Today, Monday, August 25 at the 20th ACM SIGKDD Conference on Knowledge Discovery and Data Mining in New York, ISTC for Big Data researchers will present a paper entitled “Unfolding Physiological State: Mortality Modelling in Intensive Care Units.” The paper is an important work that looks at clinical notes – the observational, timely and knowledge-based information captured by nurses, doctors and other clinicians in the course of patient care – and the power of notes to help predict mortality, better manage patient health, and save lives.
The paper’s authors are ISTC for Big Data researchers Tristan Naumann and Marzyeh Ghassemi, PhD candidates at MIT CSAIL; and Peter Szolovits of CSAIL’s Clinical Decision Making Group; with Nicole Brimmer and Rohit Joshi of MIT; Finale Doshi-Velez of Harvard; and Anna Rumshisky of University of Massachusetts Lowell.
Here is a summary of the paper.
The intensive care unit (ICU) in hospitals is a particularly challenging environment because it’s always flooded with too much data:
- The severity of the patient’s illness is constantly evolving.
- Multiple, independent biometric monitoring devices often produce conflicting (and even false) alarms.
- Electronic health records contain an increasingly large amount of data, including signals from instrumentation, intermittent results from lab tests, and text from clinical notes.
These voluminous, often inconsistent data can make it difficult for care staff to identify the most relevant information for diagnosing a patient’s condition and predicting mortality. Therefore, systems that can reliably identify the most relevant information can improve the efficiency and quality of care.
The most descriptive and perhaps the most relevant information exists in unstructured, free-text formats: clinical notes containing patient histories, chief complaints, and nursing check-ins into each patient’s current condition.
These notes give doctors a quick glance into the most important aspects of a patient’s physiology. Combining features extracted from these notes with standard physiological measurements results in a more complete representation of the patient’s physiological state and can improve prediction.
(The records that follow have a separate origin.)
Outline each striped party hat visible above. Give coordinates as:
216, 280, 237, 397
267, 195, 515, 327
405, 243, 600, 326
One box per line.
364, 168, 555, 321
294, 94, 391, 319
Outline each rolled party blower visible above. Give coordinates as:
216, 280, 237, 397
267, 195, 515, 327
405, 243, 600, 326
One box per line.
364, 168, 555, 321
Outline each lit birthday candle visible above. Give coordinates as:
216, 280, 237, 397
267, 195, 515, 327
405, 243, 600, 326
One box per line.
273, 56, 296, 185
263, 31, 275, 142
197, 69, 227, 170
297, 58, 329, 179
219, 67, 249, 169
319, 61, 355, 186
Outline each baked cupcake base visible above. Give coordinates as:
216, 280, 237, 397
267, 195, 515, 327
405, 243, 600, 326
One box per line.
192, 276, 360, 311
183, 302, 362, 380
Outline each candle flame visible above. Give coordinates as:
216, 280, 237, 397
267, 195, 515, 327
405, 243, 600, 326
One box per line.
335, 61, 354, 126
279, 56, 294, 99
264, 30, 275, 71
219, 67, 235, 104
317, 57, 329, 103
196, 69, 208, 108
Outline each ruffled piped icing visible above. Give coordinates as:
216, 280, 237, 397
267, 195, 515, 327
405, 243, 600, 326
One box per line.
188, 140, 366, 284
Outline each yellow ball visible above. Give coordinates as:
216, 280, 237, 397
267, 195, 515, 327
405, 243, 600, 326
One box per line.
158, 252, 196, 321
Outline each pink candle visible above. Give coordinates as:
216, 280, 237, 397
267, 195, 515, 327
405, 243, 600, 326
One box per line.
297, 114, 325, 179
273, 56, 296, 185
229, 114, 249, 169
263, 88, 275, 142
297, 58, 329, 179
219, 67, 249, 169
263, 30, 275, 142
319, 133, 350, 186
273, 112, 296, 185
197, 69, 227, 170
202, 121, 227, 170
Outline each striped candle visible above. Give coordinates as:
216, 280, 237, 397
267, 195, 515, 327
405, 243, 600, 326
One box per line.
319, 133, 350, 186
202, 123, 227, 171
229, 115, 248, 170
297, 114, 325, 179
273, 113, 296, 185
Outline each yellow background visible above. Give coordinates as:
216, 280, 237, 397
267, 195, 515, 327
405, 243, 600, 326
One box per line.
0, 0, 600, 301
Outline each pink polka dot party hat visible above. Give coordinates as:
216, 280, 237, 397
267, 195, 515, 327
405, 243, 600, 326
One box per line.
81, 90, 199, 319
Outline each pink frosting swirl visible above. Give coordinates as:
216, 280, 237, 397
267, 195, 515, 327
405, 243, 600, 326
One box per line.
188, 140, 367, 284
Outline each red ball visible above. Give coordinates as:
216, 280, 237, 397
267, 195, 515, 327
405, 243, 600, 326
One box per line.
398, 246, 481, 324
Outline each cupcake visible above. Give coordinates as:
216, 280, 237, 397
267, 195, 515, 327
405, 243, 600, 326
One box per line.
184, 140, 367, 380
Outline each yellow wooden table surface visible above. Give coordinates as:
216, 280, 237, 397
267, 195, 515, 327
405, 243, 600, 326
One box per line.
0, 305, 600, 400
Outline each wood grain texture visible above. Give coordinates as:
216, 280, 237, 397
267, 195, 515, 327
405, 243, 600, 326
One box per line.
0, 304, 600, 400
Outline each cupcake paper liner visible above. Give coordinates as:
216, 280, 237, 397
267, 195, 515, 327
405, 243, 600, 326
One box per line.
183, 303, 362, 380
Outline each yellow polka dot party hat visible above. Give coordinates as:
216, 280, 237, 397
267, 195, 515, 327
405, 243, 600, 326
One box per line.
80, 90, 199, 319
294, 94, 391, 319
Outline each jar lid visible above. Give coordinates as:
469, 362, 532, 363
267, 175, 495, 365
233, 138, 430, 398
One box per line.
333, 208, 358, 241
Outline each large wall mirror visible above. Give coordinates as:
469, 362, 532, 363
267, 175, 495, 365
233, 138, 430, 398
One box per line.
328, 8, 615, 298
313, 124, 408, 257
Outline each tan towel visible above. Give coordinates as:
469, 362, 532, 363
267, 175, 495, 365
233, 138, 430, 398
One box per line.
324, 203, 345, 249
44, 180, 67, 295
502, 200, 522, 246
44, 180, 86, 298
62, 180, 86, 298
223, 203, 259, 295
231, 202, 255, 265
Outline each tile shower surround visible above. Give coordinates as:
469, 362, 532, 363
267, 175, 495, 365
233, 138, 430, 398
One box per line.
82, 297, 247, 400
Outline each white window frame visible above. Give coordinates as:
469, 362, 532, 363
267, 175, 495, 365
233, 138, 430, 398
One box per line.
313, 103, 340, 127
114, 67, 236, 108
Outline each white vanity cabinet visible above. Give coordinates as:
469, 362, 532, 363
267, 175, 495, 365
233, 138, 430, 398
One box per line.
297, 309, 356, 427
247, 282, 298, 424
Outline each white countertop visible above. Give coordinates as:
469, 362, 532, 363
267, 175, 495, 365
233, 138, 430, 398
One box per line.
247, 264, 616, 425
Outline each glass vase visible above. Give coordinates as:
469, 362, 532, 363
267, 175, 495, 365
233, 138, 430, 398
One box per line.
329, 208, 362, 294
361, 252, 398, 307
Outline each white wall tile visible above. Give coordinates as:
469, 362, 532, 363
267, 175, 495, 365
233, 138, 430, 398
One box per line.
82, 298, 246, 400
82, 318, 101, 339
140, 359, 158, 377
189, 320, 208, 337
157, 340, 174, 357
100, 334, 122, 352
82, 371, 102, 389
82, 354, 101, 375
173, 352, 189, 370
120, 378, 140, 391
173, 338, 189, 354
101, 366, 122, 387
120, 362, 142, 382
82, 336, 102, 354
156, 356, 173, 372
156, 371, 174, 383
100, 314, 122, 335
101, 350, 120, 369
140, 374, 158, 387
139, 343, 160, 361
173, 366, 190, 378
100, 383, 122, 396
Unfortunately, free-text data are often difficult to include in predictive models, because they lack the structure required by most machine-learning methods. To overcome this problem, latent variable models such as topic models may be used to infer intermediary representations that can in turn be used as structured features for a prediction.
The research team examined the use of latent variable models to decompose free-text clinical notes into meaningful features, and the predictive power of these features for patient mortality.
The team found that latent topic-derived features were effective in determining patient mortality under three timelines: in-hospital, 30 day post-discharge, and 1 year post-discharge. Their results demonstrated that the latent topic features important in predicting hospital mortality are very different from those that are important in post-discharge mortality. In general, latent topic features were more predictive than structured features, and a combination of the two performed best.
Specifically, the team evaluated mortality prediction under three prediction regimes: (1) baseline regime, which used structured data available on admission, (2) time-varying regime, which used baseline features together with dynamically accumulated clinical text using increasingly large subsets of the patient’s narrative record, and (3) retrospective regime, which used all clinical text generated from a hospital stay to supplement the baseline features. In all targeted outcomes, the team demonstrated that adding information from clinical notes improves predictions of mortality.
The models and results explored in this work could ultimately be useful for interpretable models of disease and mortality.